CO2 Absorbing Aprons Worn by Staff in Swedish Restaurant
Produced in a trial scheme by H&M supported researchers, the CO2 absorbing aprons are being worn by staff in a restaurant in Stockholm, Sweden.
After the aprons are used, they are heated to 30-40 degrees Celsius to release the CO2 stored —this is then used in the restaurant’s greenhouse to feed plants.
The chemical process developed by the Hong Kong Research Institute of Textile and Apparel (HKRITA) is based on amine-containing solution which is used to treat cotton, fibre, yarn or fabric.

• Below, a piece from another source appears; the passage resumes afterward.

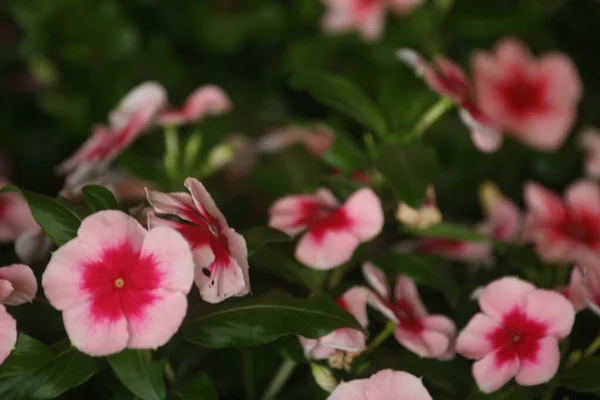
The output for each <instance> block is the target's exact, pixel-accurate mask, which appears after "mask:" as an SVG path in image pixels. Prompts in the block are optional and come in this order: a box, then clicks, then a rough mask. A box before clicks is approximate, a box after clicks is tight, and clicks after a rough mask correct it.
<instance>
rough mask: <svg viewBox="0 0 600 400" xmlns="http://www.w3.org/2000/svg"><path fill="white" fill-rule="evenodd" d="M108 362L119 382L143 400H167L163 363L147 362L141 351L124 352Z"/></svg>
mask: <svg viewBox="0 0 600 400" xmlns="http://www.w3.org/2000/svg"><path fill="white" fill-rule="evenodd" d="M107 360H108V363H109V364H110V367H111V368H112V370H113V372H114V373H115V375H116V376H117V378H118V379H119V381H121V383H122V384H123V386H125V387H126V388H127V389H129V390H130V391H131V393H133V394H135V395H136V396H137V397H139V398H140V399H142V400H163V399H165V397H166V394H165V382H164V380H163V371H164V369H165V365H164V363H163V362H149V361H146V360H145V359H144V355H143V353H142V351H140V350H124V351H122V352H120V353H118V354H115V355H112V356H110V357H107Z"/></svg>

This allows the material to attract CO2, stabilise it and store it on the surface of the textile.
The team drew inspiration from techniques employed in chimneys of coal-fired power plants to reduce emissions.
"Many power plants have to scrub as much carbon dioxide as they can out of the air before the exhaust is released," said HKRITA CEO Edwin Keh. "We thought 'why don't we try to replicate that chemical process on a cotton fibre".
One apron can absorb around a third of CO2 a tree absorbs per day.
"The (capturing) capacity isn't super high but this is quite inexpensive to produce and quite easy, and we think there are a lot of potential applications," said Keh.
The fashion giant that has been heavily criticised for its immense negative environmental impact, claims this technology could potentially be a game changer in reducing CO2 emissions.